Mitch assentiu, esquecera do nome. Ele recordou-se que alguns chamavam Baco de Liber pelo mesmo motivo. Eram deuses da fertilidade e da terra, salvo engano.

Hesper se ajeitou no pufe e estendeu o pacote, Icarus sentou-se mais próximo de Mitch e viu a deusa pegar o embrulho amassado entre os dedos. Ela pegou a dedicatória e leu para si: - Um presente de aniversário de casamento? Ah, aquele bobão, não precisava!

E então ela o abriu, os meio-sangues gritaram e taparam os olhos, o que apenas rendeu uma gargalhada borbulhante vinda de Ariadne.

- Gente, calma. - ela os assegurou. - É feita de estrelas, mas não as deixo em modo supernova ao acaso.

Ela apontou para o diadema cintilante que levava nos cabelos, havia alguns diamantes coloridos em sua extensão: - Se eu fosse descuidada assim, seus olhos já estariam fritos. Lembro bem de quão frágeis são as íris mortais, ainda não esqueci.

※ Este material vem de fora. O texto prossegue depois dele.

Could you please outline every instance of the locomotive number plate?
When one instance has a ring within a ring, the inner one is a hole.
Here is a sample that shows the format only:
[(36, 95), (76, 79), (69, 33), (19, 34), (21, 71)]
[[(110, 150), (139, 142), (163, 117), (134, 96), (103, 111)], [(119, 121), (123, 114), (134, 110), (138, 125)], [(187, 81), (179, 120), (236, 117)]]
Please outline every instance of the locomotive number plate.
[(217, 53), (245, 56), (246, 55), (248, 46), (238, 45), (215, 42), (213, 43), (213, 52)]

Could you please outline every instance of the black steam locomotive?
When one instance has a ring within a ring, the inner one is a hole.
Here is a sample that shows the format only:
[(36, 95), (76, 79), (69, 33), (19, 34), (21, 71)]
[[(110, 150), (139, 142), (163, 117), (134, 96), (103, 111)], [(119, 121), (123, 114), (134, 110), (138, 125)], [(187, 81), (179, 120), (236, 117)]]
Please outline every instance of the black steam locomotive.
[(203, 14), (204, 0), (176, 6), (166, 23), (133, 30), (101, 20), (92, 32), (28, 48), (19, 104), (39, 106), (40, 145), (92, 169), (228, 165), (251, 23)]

Hesper respirou fundo e Mitch a encarou, dizendo: - O Sr. D. mandou este presente para ti, Senhora Ariadne. Ele disse que a senhora estaria aqui…Se ocultando de nosso mesmo inimigo.

- Oh, certo. - ela pegou a jóia entre os dedos: Era uma coroa de ouro reluzente e ornamentada com sete estrelas em seu formato bicórnio que lembrou Mitch de um sátiro . As estrelas emitiam um brilho gentil, cada uma. - Mas antes de conversarmos, acho melhor comer e beber, que acham?! A hospitalidade primeiro, depois, as más notícias! Vocês passaram por tanto, aposto…

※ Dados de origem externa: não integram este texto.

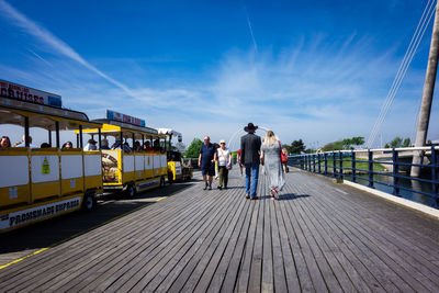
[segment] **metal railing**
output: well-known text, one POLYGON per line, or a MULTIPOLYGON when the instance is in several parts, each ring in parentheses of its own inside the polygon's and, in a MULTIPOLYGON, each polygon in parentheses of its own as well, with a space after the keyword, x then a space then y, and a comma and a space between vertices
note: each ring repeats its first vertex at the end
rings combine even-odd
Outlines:
POLYGON ((439 209, 439 147, 437 146, 293 155, 289 156, 289 165, 337 180, 347 179, 367 184, 369 188, 381 189, 396 196, 408 193, 420 194, 426 196, 421 203, 439 209), (415 153, 421 155, 423 164, 412 164, 415 153), (421 168, 420 177, 409 176, 413 166, 421 168))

Um silêncio desconfortável se fez presente na sala. Os meio-sangues se encararam brevemente, ainda frágeis por tudo que foram forçados a encarar até ali. Ariadne respirou fundo e disse: - Mas foquemos no agora, ok? Vamos poder falar sobre o que quiserem, já-já.

Mitch deu uma risada breve - tudo o que a Deusa falava tinha uma espécie de leveza sobrenatural que ele não entendeu, era como se o ar estivesse embriagando-o. 

Ela deu tapinhas leves no ar e uma mesa circular se materializou em um cintilar púrpura. Bules e xícaras desabrocharam do nada, pães e geleia surgiram um após o outro. A deusa sorriu e assentou sua mais nova coroa na cabeça.

- Comamos, meio-sangues.

Nenhum deles ousou recusar.

[...]

Os três meio-sangues tiveram o que deveria ser, na opinião de Mitch, o melhor chá da tarde que ele havia tido em toda sua vida. Em todas as duas vidas, na verdade. 

Ele tomou chá de erva-doce e mordeu sanduíches salpicados de baunilha com geleia de uva. Apanhou um par de canapés de frango e destruiu toda uma coleção de scones que a Deusa tinha à disposição. Icarus e Hesper não ficaram muito para trás, com xícaras de café e sanduíches à disposição, eles encheram a pança coletivamente sem muito pudor.

- Deuses… - murmurou ela, bebericando de uma xícara de cristal roxo. - Vocês ficaram lá por uns quatro dias, não foi? Não me surpreende que estejam famintos.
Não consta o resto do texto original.